Confirma también que a Santrich poco le importa el futuro de la implementación de los acuerdos, o las reglas del juego de la democracia que se comprometió a asumir con la firma de estos, o las promesas de sometimiento a la Constitución y la ley cuando se juramentó como congresista.

Es claro que había que esperar muy poco de él; la suma de los hechos, su conducta y omisiones, mostraron que no tenía la casta de grandeza que se esperaba de un alto dirigente de una organización que recibió el respaldo cerrado e incondicional de la comunidad internacional.

Nada de las experiencias vividas en torno del camino a su reincorporación, ni la contundencia como la JEP y la justicia ordinaria -Consejo de Estado, Corte Constitucional y Corte Suprema de Justicia- procedieron para garantizarle al máximo el debido proceso, el derecho de defensa y la presunción de inocencia -tal vez como a muy pocos colombianos-, valió para que obrara con lealtad frente a un país que ha esperado de él pruebas de que su célebre cinismo fuera finalmente superado por el honor y la corrección.

Evidente es que fue un error esperar tanto de quien nunca dio señales de contrición y nobleza. Con su conducta no ha hecho sino fortalecer la línea dura de quienes no aceptan que los acuerdos con las Farc abrieron caminos de paz, y que a todas luces es mejor un mal acuerdo que un buen pleito.

El país recibió una decepción más de Santrich. Pero algo bueno debe salir de esa amarga experiencia.

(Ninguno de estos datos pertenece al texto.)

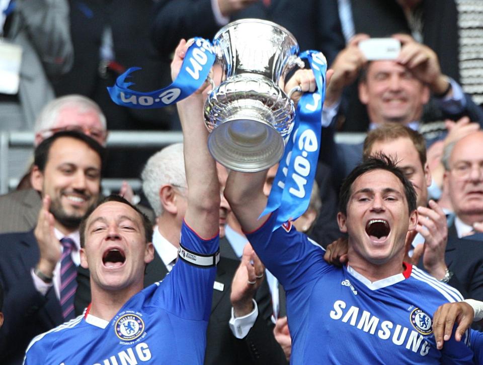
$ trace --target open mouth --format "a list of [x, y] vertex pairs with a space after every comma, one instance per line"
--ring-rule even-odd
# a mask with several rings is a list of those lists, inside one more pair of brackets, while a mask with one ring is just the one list
[[112, 248], [107, 250], [102, 256], [102, 263], [106, 267], [119, 267], [126, 261], [126, 255], [123, 251]]
[[370, 220], [366, 225], [366, 233], [371, 239], [375, 241], [384, 241], [390, 232], [389, 223], [384, 220]]

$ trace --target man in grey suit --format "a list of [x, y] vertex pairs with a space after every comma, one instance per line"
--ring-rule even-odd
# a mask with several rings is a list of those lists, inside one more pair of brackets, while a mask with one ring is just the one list
[[[67, 95], [46, 105], [34, 127], [36, 147], [55, 132], [76, 130], [105, 145], [106, 118], [96, 103], [85, 96]], [[30, 180], [30, 172], [25, 179]], [[30, 182], [28, 181], [28, 182]], [[0, 233], [21, 232], [35, 227], [42, 205], [40, 192], [33, 188], [16, 190], [0, 196]]]
[[50, 79], [72, 67], [73, 48], [66, 0], [3, 2], [7, 42], [21, 48], [20, 83], [13, 95], [0, 95], [2, 129], [30, 129], [43, 106], [55, 97]]

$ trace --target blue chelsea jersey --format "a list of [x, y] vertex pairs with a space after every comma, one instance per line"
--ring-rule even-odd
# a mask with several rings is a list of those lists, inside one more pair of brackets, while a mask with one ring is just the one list
[[461, 295], [410, 264], [374, 282], [324, 259], [325, 250], [274, 217], [247, 235], [283, 285], [293, 364], [472, 363], [469, 334], [436, 348], [432, 317]]
[[[183, 223], [183, 246], [218, 250]], [[160, 282], [133, 296], [110, 321], [88, 313], [35, 337], [25, 364], [202, 364], [216, 268], [179, 260]]]

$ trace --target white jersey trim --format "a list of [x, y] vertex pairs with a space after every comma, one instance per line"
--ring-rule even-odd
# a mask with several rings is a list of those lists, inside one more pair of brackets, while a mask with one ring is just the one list
[[349, 272], [349, 273], [357, 279], [357, 280], [366, 285], [368, 288], [373, 290], [380, 289], [383, 287], [386, 287], [387, 286], [390, 286], [391, 285], [397, 284], [398, 282], [400, 282], [406, 279], [401, 272], [399, 274], [396, 274], [395, 275], [393, 275], [392, 276], [386, 277], [384, 279], [381, 279], [380, 280], [378, 280], [375, 281], [371, 281], [369, 279], [362, 276], [362, 275], [357, 272], [357, 271], [349, 265], [347, 265], [347, 271]]
[[449, 285], [439, 281], [435, 278], [414, 266], [413, 266], [411, 276], [420, 281], [426, 283], [435, 289], [450, 303], [461, 302], [463, 300], [463, 296], [457, 290]]
[[[27, 348], [27, 350], [25, 351], [25, 356], [27, 356], [27, 352], [30, 349], [35, 342], [40, 341], [42, 338], [44, 338], [46, 335], [50, 333], [51, 332], [56, 332], [59, 331], [61, 331], [62, 330], [67, 329], [67, 328], [71, 328], [73, 327], [75, 327], [76, 325], [78, 324], [82, 321], [82, 319], [84, 318], [84, 315], [82, 314], [80, 316], [77, 316], [75, 318], [71, 319], [68, 322], [66, 322], [65, 323], [62, 323], [62, 324], [57, 326], [56, 327], [52, 328], [49, 331], [47, 331], [46, 332], [44, 332], [43, 333], [41, 333], [40, 335], [37, 335], [35, 337], [34, 337], [32, 341], [30, 341], [30, 343], [29, 344], [28, 347]], [[25, 357], [24, 358], [24, 362], [25, 361]]]
[[93, 326], [102, 328], [102, 329], [104, 329], [109, 324], [109, 321], [106, 321], [105, 319], [89, 314], [86, 316], [86, 322]]

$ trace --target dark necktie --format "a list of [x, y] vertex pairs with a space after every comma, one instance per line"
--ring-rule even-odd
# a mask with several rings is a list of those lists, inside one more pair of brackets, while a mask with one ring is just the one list
[[70, 238], [63, 238], [60, 243], [63, 247], [60, 260], [60, 306], [64, 319], [68, 321], [74, 318], [74, 294], [77, 288], [77, 268], [70, 255], [74, 247], [74, 241]]

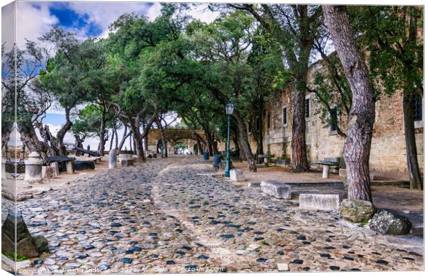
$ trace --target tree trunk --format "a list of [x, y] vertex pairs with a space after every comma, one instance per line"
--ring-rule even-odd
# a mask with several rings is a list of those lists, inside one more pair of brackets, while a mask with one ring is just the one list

Por un lado, puede ganar el proceso de reincorporación de los desmovilizados, pues Santrich se suma a la línea de Iván Márquez, Romaña, el Paisa y Walter Mendoza, quienes lideran el grupo de los que sostienen que nunca debieron dejar las armas y ya se encuentran prófugos de la justicia, seguramente acogidos en Venezuela, lo cual conlleva a que se demarquen bien los horizontes entre quienes persisten en la vía de la violencia y el narcotráfico, y los que no volverán a la vida azarosa del monte y las trincheras, que son la inmensa mayoría, liderados por Rodrigo Londoño, quien junto a los senadores y representantes del partido Farc, han dado decisivos mensajes contra la conducta de aquellos, y reiterado la indeclinable decisión de cumplir los compromisos acordados y permanecer en la civilidad.

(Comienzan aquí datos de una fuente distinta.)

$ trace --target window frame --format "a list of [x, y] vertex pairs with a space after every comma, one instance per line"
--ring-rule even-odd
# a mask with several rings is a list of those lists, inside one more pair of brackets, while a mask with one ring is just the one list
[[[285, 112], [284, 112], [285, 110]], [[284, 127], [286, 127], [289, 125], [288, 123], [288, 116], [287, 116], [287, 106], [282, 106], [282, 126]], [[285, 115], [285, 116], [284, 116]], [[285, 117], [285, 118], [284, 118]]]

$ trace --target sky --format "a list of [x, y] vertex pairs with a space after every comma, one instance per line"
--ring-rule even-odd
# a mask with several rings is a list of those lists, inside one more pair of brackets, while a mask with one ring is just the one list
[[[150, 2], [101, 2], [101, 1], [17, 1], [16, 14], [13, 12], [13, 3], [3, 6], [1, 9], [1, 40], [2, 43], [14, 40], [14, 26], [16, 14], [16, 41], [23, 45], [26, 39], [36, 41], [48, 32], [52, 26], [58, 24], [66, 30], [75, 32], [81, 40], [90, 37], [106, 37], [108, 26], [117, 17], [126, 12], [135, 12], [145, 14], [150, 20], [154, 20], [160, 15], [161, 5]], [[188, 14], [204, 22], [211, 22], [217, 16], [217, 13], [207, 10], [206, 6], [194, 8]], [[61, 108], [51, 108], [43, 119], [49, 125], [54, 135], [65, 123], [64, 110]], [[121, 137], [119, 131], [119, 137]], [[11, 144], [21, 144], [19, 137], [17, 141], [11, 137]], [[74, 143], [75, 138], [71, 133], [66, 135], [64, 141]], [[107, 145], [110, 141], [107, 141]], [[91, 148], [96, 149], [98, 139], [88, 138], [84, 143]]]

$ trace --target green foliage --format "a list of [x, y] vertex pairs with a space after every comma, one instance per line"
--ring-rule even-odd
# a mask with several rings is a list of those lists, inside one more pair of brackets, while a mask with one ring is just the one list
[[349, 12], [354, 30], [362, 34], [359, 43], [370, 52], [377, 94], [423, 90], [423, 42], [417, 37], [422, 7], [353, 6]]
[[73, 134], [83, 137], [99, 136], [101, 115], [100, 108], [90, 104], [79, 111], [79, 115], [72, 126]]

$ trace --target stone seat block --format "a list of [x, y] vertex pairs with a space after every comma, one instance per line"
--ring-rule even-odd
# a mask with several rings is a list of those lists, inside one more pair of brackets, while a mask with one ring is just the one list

Por el otro, se recupera la tranquilidad en el ambiente político en relación con el desarrollo de los acuerdos, especialmente en el Congreso, en la JEP y en las altas cortes, pues el nefasto distractor de Santrich no hizo sino debilitar su implementación y dañar las relaciones entre los líderes de los distintos partidos políticos, así como la credibilidad en la justicia.

Mientras lo capturan para someterlo a la ley, persistamos en los esfuerzos para consolidar el cumplimiento de unos acuerdos que pueden abrirle camino a una paz estable y duradera.